Friday, Apr. 15, 1966
Japan's Aid Push
It was only a matter of time before Asia's richest industrial power tried to accomplish by friendly persuasion what it had failed to win in war: economic dominance of a huge region. Last week, amid toasts in French champagne to Oriental solidarity, Japan made its boldest move in economic diplomacy in 30 years. It invited nine Southeast Asian nations to its first postwar trade-and-aid conference and, to general surprise, minister-level delegations came from eight--Cambodia, Indonesia, Laos, Malaysia, the Philippines, Singapore, South Viet Nam and Thailand.

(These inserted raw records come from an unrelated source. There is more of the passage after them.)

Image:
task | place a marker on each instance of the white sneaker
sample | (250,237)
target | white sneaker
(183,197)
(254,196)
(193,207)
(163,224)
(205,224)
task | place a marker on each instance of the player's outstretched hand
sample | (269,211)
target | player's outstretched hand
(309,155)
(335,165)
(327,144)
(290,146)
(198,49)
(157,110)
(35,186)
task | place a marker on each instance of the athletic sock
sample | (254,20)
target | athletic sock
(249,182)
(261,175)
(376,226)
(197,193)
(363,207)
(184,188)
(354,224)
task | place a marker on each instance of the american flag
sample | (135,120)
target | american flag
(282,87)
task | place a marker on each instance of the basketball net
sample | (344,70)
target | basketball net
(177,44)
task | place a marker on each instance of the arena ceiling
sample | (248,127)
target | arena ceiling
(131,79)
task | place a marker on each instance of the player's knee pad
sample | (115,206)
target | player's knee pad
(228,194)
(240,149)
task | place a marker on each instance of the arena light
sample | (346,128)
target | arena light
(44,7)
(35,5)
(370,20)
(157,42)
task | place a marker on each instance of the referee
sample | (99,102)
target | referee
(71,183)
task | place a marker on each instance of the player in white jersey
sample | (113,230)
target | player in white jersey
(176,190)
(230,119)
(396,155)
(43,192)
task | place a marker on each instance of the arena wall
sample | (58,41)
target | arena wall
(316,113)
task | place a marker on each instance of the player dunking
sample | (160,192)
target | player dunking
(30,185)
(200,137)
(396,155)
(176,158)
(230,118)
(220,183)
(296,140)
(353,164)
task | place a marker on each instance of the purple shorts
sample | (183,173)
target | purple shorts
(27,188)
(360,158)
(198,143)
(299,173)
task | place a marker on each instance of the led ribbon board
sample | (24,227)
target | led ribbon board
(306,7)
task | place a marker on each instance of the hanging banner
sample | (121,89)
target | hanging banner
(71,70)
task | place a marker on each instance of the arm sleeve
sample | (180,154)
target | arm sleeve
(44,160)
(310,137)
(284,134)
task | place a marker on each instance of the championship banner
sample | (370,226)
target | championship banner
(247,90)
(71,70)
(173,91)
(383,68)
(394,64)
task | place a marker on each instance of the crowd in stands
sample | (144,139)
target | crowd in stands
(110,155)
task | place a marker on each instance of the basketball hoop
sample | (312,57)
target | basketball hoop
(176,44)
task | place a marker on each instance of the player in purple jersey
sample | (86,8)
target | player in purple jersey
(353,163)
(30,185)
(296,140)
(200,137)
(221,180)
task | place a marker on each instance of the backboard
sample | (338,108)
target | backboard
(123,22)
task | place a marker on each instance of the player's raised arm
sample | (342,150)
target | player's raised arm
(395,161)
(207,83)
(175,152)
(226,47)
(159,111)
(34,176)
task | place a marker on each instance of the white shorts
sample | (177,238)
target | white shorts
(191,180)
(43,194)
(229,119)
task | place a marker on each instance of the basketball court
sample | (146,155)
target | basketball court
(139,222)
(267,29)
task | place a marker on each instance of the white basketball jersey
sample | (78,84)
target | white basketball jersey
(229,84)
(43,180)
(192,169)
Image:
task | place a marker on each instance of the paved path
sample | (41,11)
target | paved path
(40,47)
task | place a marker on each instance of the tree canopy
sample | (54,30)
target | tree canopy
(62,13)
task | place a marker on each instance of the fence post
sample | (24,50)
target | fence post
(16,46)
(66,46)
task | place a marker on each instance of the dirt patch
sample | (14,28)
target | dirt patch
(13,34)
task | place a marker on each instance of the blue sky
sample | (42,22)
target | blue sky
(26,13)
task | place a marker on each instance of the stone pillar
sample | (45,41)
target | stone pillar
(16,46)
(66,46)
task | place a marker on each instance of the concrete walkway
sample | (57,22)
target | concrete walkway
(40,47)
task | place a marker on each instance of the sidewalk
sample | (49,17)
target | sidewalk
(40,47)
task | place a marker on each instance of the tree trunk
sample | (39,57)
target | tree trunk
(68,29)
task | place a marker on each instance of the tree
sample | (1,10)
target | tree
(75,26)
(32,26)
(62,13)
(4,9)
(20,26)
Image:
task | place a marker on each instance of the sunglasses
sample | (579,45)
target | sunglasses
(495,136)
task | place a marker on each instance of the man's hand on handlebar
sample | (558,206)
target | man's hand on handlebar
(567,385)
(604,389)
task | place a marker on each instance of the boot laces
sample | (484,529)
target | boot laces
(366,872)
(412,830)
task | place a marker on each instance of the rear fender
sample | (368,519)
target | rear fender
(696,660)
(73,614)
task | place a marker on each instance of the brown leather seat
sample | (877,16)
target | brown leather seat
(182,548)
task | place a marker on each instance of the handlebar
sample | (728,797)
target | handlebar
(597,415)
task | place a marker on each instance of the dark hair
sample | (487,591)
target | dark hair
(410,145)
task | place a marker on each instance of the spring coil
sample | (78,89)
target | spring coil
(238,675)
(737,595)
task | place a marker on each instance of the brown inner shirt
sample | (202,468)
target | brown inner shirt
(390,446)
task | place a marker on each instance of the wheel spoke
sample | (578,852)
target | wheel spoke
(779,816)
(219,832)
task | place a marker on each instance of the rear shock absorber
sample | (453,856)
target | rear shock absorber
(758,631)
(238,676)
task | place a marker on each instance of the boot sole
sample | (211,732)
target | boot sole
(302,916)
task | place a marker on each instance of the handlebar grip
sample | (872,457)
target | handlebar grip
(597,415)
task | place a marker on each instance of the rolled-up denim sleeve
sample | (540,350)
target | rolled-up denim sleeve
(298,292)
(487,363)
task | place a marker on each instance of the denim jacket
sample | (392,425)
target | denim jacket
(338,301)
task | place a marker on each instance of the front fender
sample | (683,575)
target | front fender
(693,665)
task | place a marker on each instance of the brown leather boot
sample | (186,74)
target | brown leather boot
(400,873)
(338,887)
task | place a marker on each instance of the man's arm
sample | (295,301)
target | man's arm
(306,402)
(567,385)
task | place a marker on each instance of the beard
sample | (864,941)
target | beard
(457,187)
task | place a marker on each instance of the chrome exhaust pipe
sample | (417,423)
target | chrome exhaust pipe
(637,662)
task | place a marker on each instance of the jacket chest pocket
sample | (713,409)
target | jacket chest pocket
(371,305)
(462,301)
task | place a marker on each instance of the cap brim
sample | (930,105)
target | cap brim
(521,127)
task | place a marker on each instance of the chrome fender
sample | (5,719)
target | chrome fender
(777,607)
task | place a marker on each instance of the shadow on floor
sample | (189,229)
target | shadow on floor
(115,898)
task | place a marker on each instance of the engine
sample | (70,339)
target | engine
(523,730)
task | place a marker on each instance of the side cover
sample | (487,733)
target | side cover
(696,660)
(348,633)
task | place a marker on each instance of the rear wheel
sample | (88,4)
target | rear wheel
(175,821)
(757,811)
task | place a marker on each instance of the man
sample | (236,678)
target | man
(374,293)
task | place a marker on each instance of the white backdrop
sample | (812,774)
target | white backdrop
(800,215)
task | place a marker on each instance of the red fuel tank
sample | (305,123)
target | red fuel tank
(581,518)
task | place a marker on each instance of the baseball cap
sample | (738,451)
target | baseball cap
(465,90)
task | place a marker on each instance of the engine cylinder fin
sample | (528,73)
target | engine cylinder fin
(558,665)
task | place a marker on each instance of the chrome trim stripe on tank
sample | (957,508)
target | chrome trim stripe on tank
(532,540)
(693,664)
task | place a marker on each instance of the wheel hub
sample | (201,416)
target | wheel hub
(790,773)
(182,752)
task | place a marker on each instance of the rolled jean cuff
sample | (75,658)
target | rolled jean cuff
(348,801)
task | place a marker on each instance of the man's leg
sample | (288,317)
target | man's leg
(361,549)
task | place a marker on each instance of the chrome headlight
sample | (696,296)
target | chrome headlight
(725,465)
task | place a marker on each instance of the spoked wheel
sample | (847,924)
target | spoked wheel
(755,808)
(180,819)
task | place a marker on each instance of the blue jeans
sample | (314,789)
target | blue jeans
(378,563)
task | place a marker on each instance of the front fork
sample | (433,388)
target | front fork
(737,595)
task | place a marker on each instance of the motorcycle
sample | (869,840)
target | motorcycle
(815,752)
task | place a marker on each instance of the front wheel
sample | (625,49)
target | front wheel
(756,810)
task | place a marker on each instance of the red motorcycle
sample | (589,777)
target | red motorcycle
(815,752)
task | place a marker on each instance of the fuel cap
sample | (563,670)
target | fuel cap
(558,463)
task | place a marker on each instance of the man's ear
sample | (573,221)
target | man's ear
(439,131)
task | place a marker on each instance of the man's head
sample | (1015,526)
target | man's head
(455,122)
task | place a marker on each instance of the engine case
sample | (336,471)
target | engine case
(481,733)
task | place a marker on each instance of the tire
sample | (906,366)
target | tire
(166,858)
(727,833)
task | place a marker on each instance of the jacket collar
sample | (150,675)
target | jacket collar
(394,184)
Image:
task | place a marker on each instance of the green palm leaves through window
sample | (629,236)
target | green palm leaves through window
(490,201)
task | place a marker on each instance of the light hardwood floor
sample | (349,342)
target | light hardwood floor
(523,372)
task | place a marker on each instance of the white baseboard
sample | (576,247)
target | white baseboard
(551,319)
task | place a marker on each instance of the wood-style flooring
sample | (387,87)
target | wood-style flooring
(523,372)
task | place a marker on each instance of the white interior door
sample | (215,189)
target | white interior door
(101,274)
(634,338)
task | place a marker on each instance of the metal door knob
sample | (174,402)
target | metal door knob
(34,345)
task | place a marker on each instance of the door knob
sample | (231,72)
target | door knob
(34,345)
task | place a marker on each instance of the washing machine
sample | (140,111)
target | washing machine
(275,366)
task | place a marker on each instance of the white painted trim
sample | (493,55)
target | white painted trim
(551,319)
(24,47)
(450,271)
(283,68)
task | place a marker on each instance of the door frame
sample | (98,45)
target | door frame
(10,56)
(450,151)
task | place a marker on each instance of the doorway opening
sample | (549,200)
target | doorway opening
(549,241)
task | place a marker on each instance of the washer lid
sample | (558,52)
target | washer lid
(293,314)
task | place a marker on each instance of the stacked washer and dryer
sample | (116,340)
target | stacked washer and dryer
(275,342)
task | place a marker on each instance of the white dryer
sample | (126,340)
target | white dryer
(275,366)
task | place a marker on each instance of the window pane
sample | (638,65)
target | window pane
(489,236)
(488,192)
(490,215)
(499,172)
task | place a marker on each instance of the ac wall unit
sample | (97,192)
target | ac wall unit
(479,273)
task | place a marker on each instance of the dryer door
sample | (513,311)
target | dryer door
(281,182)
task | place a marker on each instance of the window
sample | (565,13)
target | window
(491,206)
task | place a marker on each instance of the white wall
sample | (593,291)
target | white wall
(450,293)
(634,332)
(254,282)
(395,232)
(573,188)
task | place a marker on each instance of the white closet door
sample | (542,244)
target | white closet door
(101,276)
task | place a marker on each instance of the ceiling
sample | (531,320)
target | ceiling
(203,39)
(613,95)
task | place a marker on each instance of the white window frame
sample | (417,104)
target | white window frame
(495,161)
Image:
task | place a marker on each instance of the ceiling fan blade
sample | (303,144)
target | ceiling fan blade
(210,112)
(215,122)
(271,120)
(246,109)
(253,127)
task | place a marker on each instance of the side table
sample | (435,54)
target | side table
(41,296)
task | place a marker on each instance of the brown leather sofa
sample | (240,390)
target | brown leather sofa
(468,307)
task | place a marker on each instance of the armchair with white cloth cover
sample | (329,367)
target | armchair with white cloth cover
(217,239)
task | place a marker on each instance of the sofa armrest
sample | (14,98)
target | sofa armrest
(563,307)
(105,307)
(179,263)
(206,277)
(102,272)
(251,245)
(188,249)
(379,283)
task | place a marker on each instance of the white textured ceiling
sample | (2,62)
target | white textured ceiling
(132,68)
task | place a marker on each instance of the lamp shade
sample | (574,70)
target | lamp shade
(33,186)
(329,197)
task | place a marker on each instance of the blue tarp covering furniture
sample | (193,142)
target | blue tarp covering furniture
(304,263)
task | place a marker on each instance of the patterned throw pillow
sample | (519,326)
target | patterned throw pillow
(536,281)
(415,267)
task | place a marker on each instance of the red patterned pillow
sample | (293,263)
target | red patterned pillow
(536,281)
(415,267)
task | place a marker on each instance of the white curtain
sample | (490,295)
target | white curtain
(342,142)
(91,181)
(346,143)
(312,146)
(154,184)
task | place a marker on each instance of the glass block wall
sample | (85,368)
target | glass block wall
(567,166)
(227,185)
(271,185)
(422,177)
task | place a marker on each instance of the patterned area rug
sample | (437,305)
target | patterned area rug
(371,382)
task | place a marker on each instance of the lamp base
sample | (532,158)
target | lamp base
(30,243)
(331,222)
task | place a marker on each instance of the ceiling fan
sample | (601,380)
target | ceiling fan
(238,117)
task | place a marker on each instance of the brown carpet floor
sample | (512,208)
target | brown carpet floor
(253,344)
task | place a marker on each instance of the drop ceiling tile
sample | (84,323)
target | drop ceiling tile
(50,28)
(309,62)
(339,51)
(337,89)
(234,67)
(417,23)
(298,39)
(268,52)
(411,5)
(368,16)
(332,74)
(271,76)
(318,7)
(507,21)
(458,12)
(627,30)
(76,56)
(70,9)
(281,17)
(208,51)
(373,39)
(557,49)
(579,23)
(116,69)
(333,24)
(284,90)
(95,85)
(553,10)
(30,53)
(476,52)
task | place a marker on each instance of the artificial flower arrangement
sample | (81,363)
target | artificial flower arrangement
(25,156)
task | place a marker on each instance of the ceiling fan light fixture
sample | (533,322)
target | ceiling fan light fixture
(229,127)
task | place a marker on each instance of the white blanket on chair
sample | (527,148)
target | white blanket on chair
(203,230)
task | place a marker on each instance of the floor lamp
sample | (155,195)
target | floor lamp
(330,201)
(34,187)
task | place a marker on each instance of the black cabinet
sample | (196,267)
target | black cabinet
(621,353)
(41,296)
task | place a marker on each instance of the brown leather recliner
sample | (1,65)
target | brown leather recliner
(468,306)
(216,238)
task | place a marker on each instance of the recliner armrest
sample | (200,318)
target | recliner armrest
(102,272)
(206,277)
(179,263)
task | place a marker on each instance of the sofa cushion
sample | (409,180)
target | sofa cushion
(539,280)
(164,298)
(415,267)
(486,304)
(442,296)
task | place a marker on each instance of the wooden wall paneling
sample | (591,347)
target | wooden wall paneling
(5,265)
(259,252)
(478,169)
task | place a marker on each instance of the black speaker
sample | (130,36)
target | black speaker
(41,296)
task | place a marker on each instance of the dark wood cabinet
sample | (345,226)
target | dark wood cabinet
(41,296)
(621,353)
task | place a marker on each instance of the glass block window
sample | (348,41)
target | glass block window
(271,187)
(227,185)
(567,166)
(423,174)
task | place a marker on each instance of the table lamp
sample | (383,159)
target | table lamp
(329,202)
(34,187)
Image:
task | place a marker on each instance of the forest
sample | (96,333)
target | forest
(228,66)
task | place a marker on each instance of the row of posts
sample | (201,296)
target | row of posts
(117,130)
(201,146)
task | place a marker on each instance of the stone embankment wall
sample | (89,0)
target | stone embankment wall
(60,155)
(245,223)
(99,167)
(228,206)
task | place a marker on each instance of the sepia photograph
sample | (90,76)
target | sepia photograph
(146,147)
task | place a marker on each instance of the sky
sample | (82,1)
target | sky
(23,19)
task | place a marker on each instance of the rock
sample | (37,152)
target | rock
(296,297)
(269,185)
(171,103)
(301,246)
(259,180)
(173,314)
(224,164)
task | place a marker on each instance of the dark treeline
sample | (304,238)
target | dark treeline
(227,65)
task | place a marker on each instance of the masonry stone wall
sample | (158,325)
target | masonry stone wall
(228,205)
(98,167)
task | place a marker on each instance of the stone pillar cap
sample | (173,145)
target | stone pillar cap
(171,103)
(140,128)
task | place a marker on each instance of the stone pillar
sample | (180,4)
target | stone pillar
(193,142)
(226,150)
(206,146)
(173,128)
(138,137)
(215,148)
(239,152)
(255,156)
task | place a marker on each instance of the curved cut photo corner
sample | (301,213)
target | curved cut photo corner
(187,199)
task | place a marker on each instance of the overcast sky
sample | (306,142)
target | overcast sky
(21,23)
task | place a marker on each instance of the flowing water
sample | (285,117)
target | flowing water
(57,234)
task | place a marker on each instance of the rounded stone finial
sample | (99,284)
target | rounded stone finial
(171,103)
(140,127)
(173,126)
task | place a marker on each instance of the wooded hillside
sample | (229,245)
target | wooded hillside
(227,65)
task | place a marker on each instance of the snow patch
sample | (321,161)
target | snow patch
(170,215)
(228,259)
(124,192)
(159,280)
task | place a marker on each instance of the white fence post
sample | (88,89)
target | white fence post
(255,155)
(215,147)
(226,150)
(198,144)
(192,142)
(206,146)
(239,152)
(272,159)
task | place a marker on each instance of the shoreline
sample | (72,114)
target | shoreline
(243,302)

While many guests still held grudges against Japan, the mood was summed up by Malaysia's Foreign Minister Lim Kim San: "Bad memories die hard, but the fact that eight Asian nations have responded is proof that they are more concerned about the future than the past."
In other words, they wanted to know what Japan would give them. Before anybody could say "Greater East Asia Co-Prosperity Sphere," the Japanese were dangling goodies. Premier Eisaku Sato and his colleagues promised to expand their aid for transportation and communications, ports and harbors. Specifically, the Japanese said they would increase what they loosely call economic aid--including war reparations, long-term credits, private investments and government grants--from $350 million in fiscal 1965 to $870 million in fiscal 1968, mostly for Southeast Asia. Naturally, Japan hopes that such pump-priming will expand its private business in the region, which is the second-largest market (after the U.S.) for Japanese goods and services.
The market is rapidly growing. Japanese teams are making surveys for a power project in Thailand, a harbor in Cambodia, fertilizer plants in the Philippines, Indonesia and Malaysia, and numerous other industries in the area. They are also surveying and likely to win some multimillion-dollar construction contracts in the Mekong River development project in Viet Nam, Thailand, Laos and Cambodia. Throughout Southeast Asia, Japanese businessmen and local entrepreneurs have set up 35 joint companies, including steel mills, auto-assembly plants, transistor-radio factories and big iron, copper, bauxite and nickel mines.